The research is divided into three directions: (A) geometric aspects of optimal transport, (B) applications to stochastic dynamics, and (C) optimal transport in non-commutative probability. Major results have been obtained in all of these directions.

A) One of the highlights is an investigation of the geodesics of discrete optimal transport metrics using discrete Hamilton–Jacobi equations. Another key contribution is a trajectorial approach to entropy dissipation and discrete gradient flows.

B) A main line of research deals with the large-scale behaviour of dynamical optimal transport on graphs. Several major results have been obtained, including convergence theorems for optimal transport on finite-volume meshes and homogenisation results for optimal transport on periodic graphs.

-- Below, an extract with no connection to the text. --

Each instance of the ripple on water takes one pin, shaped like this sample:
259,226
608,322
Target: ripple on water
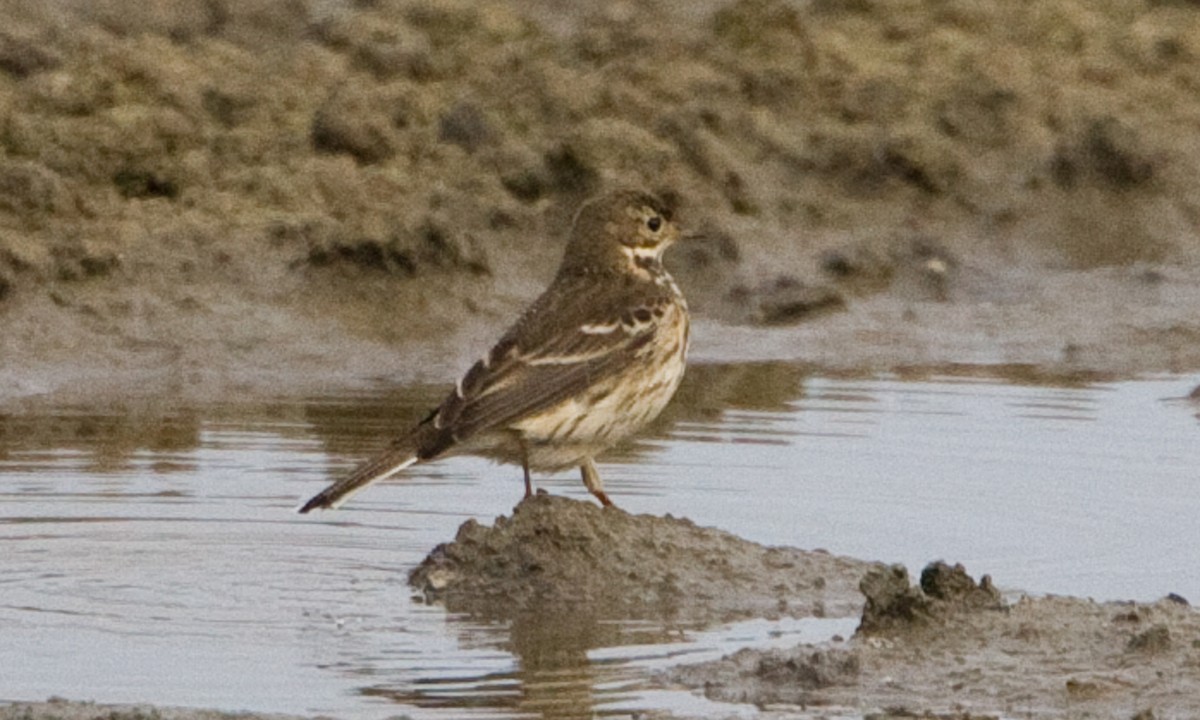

C) We developed a rich theory of dynamical optimal transport for density matrices with applications to entropy inequalities in non-commutative probability and variational structures for quantum Markov semigroups.

Other highlights include a study of evolutionary Gamma-convergence using discrete transport metrics, a gradient flow formulations of dissipative PDE on metric graphs, and a treatment of discrete and continuous models for chemical reaction networks using optimal transport methods.

The primary impact of the project is in mathematics, but several of the obtained results may have future applications in other sciences, including physics, chemistry, biology, and computer science.
The project uses new mathematical methods to analyse stochastic processes and the associated geometric structures. The obtained results are significantly beyond the state of the art.